Alla fine anche l’intelligenza artificiale si sta rivelando essere tutt’altro che perfetta. OpenAI corre ai ripari, ChatpGPT sta iniziando a sbagliare un po’ troppo e urge una nuova fase di apprendimento per migliorane le prestazioni. Stavolta però l’azienda ha deciso di fare le cose in regola… e pagare.

L’intelligenza artificiale che non ti aspetti

Se c’è un grande gap che rende l’uomo eternamente superiore alle macchine, è la possibilità di sbagliare, ossia di commettere quell’errore che può essere meglio di ogni più rosea previsione.

In un mondo governato dall’intelligenza artificiale, il meraviglioso paradigma utilizzato da Woody Allen in Match Point non potrebbe avere luogo. Il calcolo errato che si rivela essere fortunoso e quindi salvifico per il protagonista, non sarebbe mai avvenuto se a lanciare quell’anello fosse stata una macchina. Eppure, a quanto pare anche le macchine e i software sbagliano. Sbagliano perché le indicazioni offerte dall’uomo non sono state sufficienti. ChatGPT sta iniziando a fare qualche errore di troppo.

Dopo l’euforia dei primi mesi, lentamente un po’ tutti stanno iniziando a capire che in fondo questa tecnologia imperfetta era già presente nel mondo da tempo, solo che ora ha raggiunto livelli quantitativi (attenzione, quantitativi, non qualitativi, ed è questo il concetto che molti ancora non riescono a comprendere) che la fanno sembrare qualcosa di diverso dall’intelligenza artificiale utilizzata 10 anni fa. A conti fatti, però, ora tutti si stanno accorgendo che senza la lezione impartitale dall’uomo, anche l’AI è poca, e soprattutto si rivela essere fallace se l’insegnante è in errore.

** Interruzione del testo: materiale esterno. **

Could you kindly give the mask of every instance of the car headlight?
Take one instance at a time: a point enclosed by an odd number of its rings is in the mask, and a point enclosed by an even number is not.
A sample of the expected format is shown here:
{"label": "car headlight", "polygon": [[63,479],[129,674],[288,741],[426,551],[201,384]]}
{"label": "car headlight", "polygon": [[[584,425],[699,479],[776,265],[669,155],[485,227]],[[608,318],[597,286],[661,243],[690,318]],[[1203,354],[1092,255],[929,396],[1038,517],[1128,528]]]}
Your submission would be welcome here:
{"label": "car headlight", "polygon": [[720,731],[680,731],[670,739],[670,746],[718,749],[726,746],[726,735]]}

Di riflesso, però, il fenomeno ha portato in luce anche un altro aspetto da molti sottovalutato.

ChatGPT, pagare per imparare

Le continue violazioni dei diritti d’autore operate da ChatGPT a quanto pare non hanno fruttato. Se è vero che i guadagni di OpenAI sono stati mostruosi, è altrettanto vero che per imparare il suo software non ha speso un centesimo.

Nel senso che raccoglie le sue nozioni dal web in barba ai cosiddetti diritti d’autore. Il problema del copyright è stato già più volte esposto, ma a quanto pare ora è la stessa OpenAI a decidere di correre ai ripari. Imparare da scrocconi non ha fruttato. Se il bot continua a fare errori è forse perché le lezioni non sono efficaci, per quanto completamente gratuite. Ecco quindi che ha deciso di affidarsi ai dati dell’editore tedesco Axel Springer, proprietario di Business Insider, Politico, Bild, Welt e altri, per affinare il proprio modello.

Quest’anno sono partite tante cause proprio per la violazione dei diritti d’autore contro l’AI, e l’Europa è stata costretta a regolamentare la cosa con nuove norme. Dalle analisi risulta che i contenuti proposti sono ormai imperfetti e negli ultimi tre mesi ChatGPT sta registrando un calo costante di abbonati. La collaborazione con l’editore Springer potrebbe fornire a entrambi un lavoro fruttuoso. OpenAI potrà usufruire delle fonti originali dell’editore e offrire il giusto compenso, mentre quest’ultimo sfrutterà la tecnologia del software per migliorare la diffusione dei suoi contenuti. Tutti contenti? Per ora sì, almeno fino alla prossima crisi.

I punti chiave…

  • OpenAI in difficoltà, ora corre ai ripari e si affida all’editore Springer;
  • negli ultimi mesi registra un calo costante di abbonati, e ChatGPT sta proponendo contenuti sempre più scadenti;
  • l’intelligenza artificiale sta affrontando forse la prima crisi dell’anno.